Undang-Undang Republik Indonesia Nomor 7 Tahun 2004 tentang Sumber Daya Air

Penerbit:Jakarta, Presiden Republik Indonesia, 2004, 93 hal
No. Klasifikasi:011.53 PRE u
Kata Kunci:UU RI, nomor 7 tahun 2004, Sumber daya air
Lokasi:Perpustakaan AMPL, Telp. 021-31904113
Kategori:Buku

Dalam UU No.7 Tahun 2004 tentang Sumber Daya Air (selanjutnya disingkat SDA) disebutkan bahwa penguasaan sumber daya air diselenggarakan oleh Pemerintah dan/atau Pemerintah Daerah dengan tetap mengakui hak ulayat masyarakat hukum adat setempat. Hak guna air (berupa hak guna pakai air dan hak guna usaha air) tidak dapat disewakan atau dipindahtangankan sebagian atau seluruhnya.

Presiden berhak untuk menetapkan wilayah sungai dan cekungan air tanah dengan memperhatikan pertimbangan Dewan SDA Nasional. Dalam pengelolaan SDA, sebagian wewenang Pemerintah dapat diselenggarakan oleh Pemerintah Daerah sesuai dengan peraturan perundangan-undangan.

Dalam keadaan memaksa, Pemerintah dan/atau Pemerintah Daerah berhak mengatur dan menetapkan penggunaan SDA untuk kepentingan konservasi, persiapan pelaksanaan konstruksi, dan pemenuhan prioritas penggunaan SDA. Untuk pengembangan sistem penyediaan air minum adalah tanggung jawab Pemerintah dan Pemerintah Daerah. Koperasi, badan usaha swasta, dan masyarakat dapat berperan serta dalam penyelenggaraan pengembangan sistem penyediaan air minum.

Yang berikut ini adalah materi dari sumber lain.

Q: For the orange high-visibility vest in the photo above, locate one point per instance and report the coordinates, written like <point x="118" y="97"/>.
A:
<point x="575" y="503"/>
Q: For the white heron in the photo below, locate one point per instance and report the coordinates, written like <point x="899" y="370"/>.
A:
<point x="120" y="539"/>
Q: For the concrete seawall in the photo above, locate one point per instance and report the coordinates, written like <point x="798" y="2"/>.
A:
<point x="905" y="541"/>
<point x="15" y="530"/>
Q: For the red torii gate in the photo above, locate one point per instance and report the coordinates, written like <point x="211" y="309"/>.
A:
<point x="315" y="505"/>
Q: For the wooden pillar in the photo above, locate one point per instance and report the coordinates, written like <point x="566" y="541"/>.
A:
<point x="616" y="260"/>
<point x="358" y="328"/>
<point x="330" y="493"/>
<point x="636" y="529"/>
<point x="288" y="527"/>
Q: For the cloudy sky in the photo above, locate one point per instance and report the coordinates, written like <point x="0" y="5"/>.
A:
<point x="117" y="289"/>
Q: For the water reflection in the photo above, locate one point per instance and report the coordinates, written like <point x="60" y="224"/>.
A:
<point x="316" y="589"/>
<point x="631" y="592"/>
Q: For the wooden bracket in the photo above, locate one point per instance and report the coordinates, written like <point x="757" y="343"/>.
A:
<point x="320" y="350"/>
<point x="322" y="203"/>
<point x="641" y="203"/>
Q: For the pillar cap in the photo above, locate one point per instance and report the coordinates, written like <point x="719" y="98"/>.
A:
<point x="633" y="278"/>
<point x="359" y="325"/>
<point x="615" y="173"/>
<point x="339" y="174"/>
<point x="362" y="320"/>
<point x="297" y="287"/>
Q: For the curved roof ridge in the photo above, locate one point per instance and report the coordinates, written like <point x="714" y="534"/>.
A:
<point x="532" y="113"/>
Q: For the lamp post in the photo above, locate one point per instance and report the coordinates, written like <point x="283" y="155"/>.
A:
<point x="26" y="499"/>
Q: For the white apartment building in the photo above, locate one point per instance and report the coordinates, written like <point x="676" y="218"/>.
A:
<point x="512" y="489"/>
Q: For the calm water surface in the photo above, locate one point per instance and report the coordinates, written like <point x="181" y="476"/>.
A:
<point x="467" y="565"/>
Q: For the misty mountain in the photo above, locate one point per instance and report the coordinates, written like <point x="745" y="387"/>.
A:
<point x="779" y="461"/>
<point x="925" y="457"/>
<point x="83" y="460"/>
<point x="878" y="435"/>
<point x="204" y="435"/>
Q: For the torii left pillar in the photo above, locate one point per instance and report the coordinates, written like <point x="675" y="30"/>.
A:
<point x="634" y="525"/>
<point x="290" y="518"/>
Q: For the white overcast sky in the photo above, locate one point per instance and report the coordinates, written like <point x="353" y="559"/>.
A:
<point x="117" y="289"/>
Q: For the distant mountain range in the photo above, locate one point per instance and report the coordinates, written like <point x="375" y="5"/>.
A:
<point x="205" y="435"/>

Pengusahaan SDA permukaan yang meliputi satu wilayah sungai hanya dapat dilaksanakan oleh BUMN atau BUMD dibidang pengelolaan SDA atau kerjasama antara BUMN dengan BUMD.

Untuk mendukung pengelolaan sumber daya air, Pemerintah dan Pemerintah Daerah menyelenggarakan pengelolaan sistem informasi SDA yang tersebar dan dikelola oleh berbagai institusi. Dalam hal pembiayaan pengelolaan SDA ditetapkan berdasarkan kebutuhan nyata pengelolaan SDA. Sumber dana untuk setiap jenis pembiayaan tersebut dapat berupa anggaran pemerintah, anggaran swasta, dan/atau hasil penerimaan biaya jasa pengelolaan SDA.

Dalam hal terjadi sengketa, penyelesaian sengketa SDA tahap pertama diupayakan berdasarkan prinsip musyawarah untuk sepakat. Jika tidak diperoleh kesepakatan, maka para pihak dapat menempuh upaya penyelesaian sengketa diluar pengadilan (melalui arbitrase) atau melalui pengadilan. Masyarakat yang dirugikan akibat berbagai masalah pengelolaan SDA berhak mengajukan gugatan perwakilan ke pengadilan. Begitu pula setiap orang yang dengan sengaja melakukan kegiatan yang dapat mengakibatkan kerugian terhadap orang lain maupun sumber air dan prasarananya akan ditindak sesuai dengan ketentuan pidana yang berlaku.

Daftar Isi :
Bab I Ketentuan Umum; Bab II Wewenang dan Tanggung Jawab; Bab III Konservasi Sumber Daya Air; Bab IV Pendayagunaan Sumber Daya Air; Bab V Pengendalian Daya Rusak Air; Bab VI Perencanaan; Bab VII Pelaksanaan Konstruksi, Operasi dan Pemeliharaan; Bab VIII Sistem Informasi Sumber Daya Air; Bab IX Pemberdayaan dan Pengawasan; Bab X Pembiayaan; Bab XI Hak, Kewajiban dan Peran Masyarakat; Bab XII Koordinasi; Bab XIII Penyelesaian Sengketa; Bab XIV Gugatan Masyarakat dan Organisasi; Bab XV Penyidikan; Bab XVI Ketentuan Pidana; Bab XVII Ketentuan Peralihan; Bab XVIII Ketentuan Penutup.